Celtic CEO Peter Lawwell has one last job: replacing Neil Lennon

By Euan Davidson

January 30, 2021

Celtic CEO Peter Lawwell has announced his impending retirement. The 17-year boardroom veteran is being replaced by SRU man Dominic McKay in the summer.

That’s the latest, in case you were away from any and all news outlets yesterday. If that’s the case, welcome back to civilisation. There’s a game on today as well, just so you’re completely up-to-date.

Lawwell’s legacy is divisive. To many, he’s the man who helped secure a quadruple-treble and 9IAR, building Celtic into an international brand. Others, however, see him a dinosaur in footballing terms. A profligate penny-pincher who stopped Celtic progressing in Europe, and surrendered the 10.

Despite his eventual retirement [Celtic FC], there is one massive job left on his hands. Neil Lennon needs replaced after the club’s meek title defence. We’re currently 23 points worse off than our fierce rivals south of the Clyde, and it’s not even February yet.

To say there have been failures this season is an understatement. Lawwell wouldn’t have wanted to leave the club like this. Regardless of your opinion of Lawwell, there’s no doubt he’s been successful. Departing out the back door with a whimper isn’t really his style.

Therefore, there’s one big call for him to make. He needs to go big, since he has nothing to lose. To leave the Neil Lennon decision up to McKay would be negligence. That’s not a criticism of McKay, who’s been a success in Scottish rugby. It’s just that Lennon is Lawwell’s man, and it’s his job to find his successor.

Celtic board members Lawwell (L) and Bankier (R) unveiling Brendan Rodgers / (Photo by Steve Welsh/Getty Images)

Celtic CEO Peter Lawwell needs a big name

If Lawwell is concerned about his reputation with supporters, then he’s got to act. Celtic have been linked with Rafa Benitez and Eddie Howe, and it’s Premier League quality that the fans are crying out for. Lawwell managed to convince Brendan Rodgers to rebuild his career in the east end of Glasgow; repeating the trick is vital.

If Lawwell is met at the exit door by an incoming manager like Jack Ross, Alex Neil or – worst case scenario – Neil Lennon clutching a new contract, he’s unlikely to be welcome back at Celtic Park. He’s already unpopular with sections of the support, who feel he’s wasted the Bhoys’ advantageous position over the last decade.

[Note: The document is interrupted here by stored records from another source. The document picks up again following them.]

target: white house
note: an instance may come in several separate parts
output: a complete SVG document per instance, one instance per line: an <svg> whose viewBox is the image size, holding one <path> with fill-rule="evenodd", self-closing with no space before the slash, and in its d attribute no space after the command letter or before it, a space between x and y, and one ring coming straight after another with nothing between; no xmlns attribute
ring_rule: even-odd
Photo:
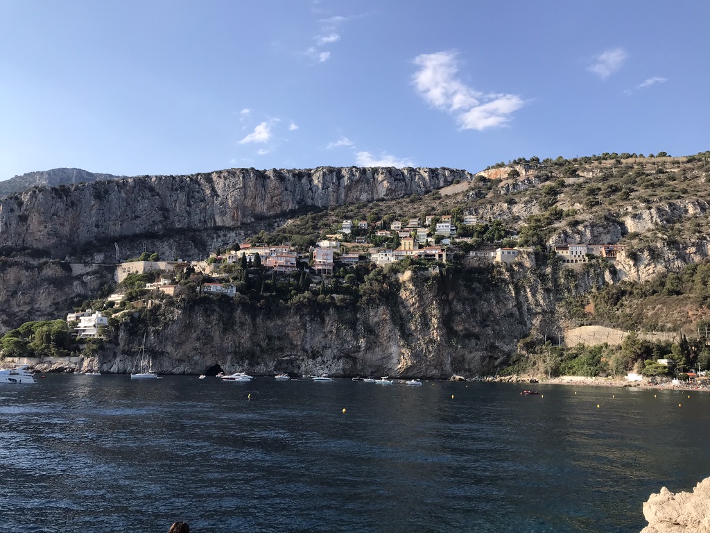
<svg viewBox="0 0 710 533"><path fill-rule="evenodd" d="M313 250L313 268L318 274L333 273L333 250L330 248L316 248Z"/></svg>
<svg viewBox="0 0 710 533"><path fill-rule="evenodd" d="M493 261L498 263L510 264L515 260L515 258L520 253L520 250L517 250L515 248L498 248L496 250L496 257Z"/></svg>
<svg viewBox="0 0 710 533"><path fill-rule="evenodd" d="M203 283L200 291L233 296L236 294L236 287L234 285L222 285L221 283Z"/></svg>
<svg viewBox="0 0 710 533"><path fill-rule="evenodd" d="M87 313L70 313L67 316L67 321L71 322L76 320L76 318L71 318L70 317L76 317L77 315L81 315L79 316L79 324L75 328L77 331L77 336L82 338L95 338L99 336L99 328L102 325L107 325L109 323L109 319L107 317L103 316L101 314L101 311L97 311L96 313L92 313L89 309Z"/></svg>
<svg viewBox="0 0 710 533"><path fill-rule="evenodd" d="M391 249L382 249L374 254L371 254L370 255L370 260L378 266L381 266L383 264L389 263L394 263L396 261Z"/></svg>
<svg viewBox="0 0 710 533"><path fill-rule="evenodd" d="M456 228L452 225L451 222L437 222L437 229L434 232L434 235L449 237L455 231Z"/></svg>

As a Celtic supporter himself, Lawwell would dearly want to be looked upon kindly by history. I’ve no doubt of that. To his mind, he may perceive himself as a popular figure. He has, after all, been involved in an incredibly prosperous period in Celtic history.

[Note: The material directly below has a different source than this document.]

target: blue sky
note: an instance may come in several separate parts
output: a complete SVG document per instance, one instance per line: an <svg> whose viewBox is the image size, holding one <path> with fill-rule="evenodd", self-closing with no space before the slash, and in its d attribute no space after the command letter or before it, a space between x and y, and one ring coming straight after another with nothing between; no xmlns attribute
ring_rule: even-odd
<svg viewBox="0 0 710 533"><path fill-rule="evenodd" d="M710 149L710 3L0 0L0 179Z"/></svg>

The reality is, though, that Celtic supporters care most about the now. Acknowledgement of history is all well and good, but if the club aren’t using their resources to dominate in the here and now, then it’s for little. For a huge number, anyone associated with blowing the 10 needs to be out the door pronto. Lawwell, regardless of his successes, is a name included in that.

So, Lawwell has to go big before he goes home. If, that is, he wants to placate large sections of the support and put the club in a position to succeed under McKay. For all his faults, I truly believe he wants to put Celtic back in the driver’s seat domestically.

So, now’s his chance. Think big, and be ruthless.